President Trump’s efforts to change California’s longstanding, but stringent low carbon fuel standards could get even tougher. A three-judge panel of the 9th U.S. Circuit Court of Appeals on Friday unanimously upheld the state’s 2015 low carbon fuel standard requiring fuel producers to reduce greenhouse gas emissions.
The court’s decision comes after state officials recently amended the standard to mandate a 20 percent reduction by 2030 in the carbon output of fuels used for transportation in California. The court had rejected a similar challenge last year, while on Friday said that California had attempted to address a vitally important environmental issue. The court added that California can seek to reduce the harms caused by fuels sold within its borders, regardless of where it was produced.
Fuel producers' counterclaims
Fuel and corn-ethanol producers have been arguing that the standard discriminates against some producers, and also claim that it discriminates against out-of-state crude oil and ethanol, and thus violates the Commerce Clause of the Constitution.
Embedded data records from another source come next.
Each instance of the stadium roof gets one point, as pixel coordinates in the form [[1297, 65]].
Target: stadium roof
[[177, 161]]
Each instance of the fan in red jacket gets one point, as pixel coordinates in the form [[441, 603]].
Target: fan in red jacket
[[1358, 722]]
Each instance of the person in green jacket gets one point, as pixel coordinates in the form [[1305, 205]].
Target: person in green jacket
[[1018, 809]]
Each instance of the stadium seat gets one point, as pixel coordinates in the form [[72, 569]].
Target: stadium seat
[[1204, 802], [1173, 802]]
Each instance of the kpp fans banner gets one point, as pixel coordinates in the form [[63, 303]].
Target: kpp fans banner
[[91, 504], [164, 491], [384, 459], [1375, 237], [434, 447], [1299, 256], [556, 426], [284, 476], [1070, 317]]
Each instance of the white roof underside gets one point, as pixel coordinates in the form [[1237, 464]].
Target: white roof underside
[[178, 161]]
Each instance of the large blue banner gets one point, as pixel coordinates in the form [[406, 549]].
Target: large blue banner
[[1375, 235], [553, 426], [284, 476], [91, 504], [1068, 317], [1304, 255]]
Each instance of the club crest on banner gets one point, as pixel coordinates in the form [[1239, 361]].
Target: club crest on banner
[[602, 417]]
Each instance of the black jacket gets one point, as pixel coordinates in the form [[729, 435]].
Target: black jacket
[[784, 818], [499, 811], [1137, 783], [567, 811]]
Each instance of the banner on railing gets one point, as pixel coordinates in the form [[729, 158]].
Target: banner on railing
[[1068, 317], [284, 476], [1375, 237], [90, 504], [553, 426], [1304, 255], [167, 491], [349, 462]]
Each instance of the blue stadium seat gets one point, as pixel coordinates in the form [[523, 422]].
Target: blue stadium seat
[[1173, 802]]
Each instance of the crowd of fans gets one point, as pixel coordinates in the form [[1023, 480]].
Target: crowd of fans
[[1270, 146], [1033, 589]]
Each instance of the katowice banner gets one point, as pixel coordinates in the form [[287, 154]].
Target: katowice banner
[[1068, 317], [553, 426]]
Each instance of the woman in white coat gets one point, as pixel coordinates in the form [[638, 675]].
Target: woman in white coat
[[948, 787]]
Opponents also claimed federal government regulation should prevent California from setting its own standards.
Last year, the Trump administration began efforts to revoke California’s authority to regulate automobile greenhouse gas emissions -- including its mandate for electric-car sales -- in a proposed revision of Obama-era standards, Bloomberg reported at the time. Trump’s proposal would also stop federal rules to boost fuel efficiency into the next decade. Instead, it would cap federal fuel economy requirements at the 2020 level, which under federal law must be at least a 35-mile-per-gallon fleet average, rather than letting them rise to roughly 50 mpg by 2025 as envisioned in the Obama plan, according to reports. Related: What’s Holding Back The Global Energy Transition
The EPA is claiming that California's right (and the small group of other states that have adopted similar standards) to its decades' long emission laws raises the costs for automakers that have to comply with different standards in different states. The agency is seeking what it calls a “50 state solution.” California for its part has the highest car ownership in the country and the worst air pollution from these automobiles as well as from coal-burning power plants. The state has eight of 10 most polluted cities in the country, according to the American Lung Association's annual "State of the Air" report. The Los Angeles/Long Beach area took the distinction of being the nation's most ozone-polluted city as it has for nearly the entire 19-year history of the report. California has done more than any other state to counteract air pollution, the Lung Association said.
Undoing Obama’s legacy
Many see Trump’s attempt to change California's tough emissions laws as an overall attempt to undo all of former President Barack Obama’s regulatory programs to curb emissions that contribute to climate change, some of which were put in place toward the end of the Obama administration just before Trump took office. In just his first year in office, Trump tried to undo as many as 70 environmental laws, claims a Washinton Post article.
Anti-environmental claims do seem to have merit across the board, though Obama can arguably be described at the most anti-oil industry and ultra pro-environmental president in recent U.S. history. The court's California decision on Friday came just two days after acting EPA administrator Andrew Wheeler defended the Trump Administration's proposal to scale back tailpipe emissions standards and held out hope for an agreement with California on a national program that would make compliance less costly for automakers.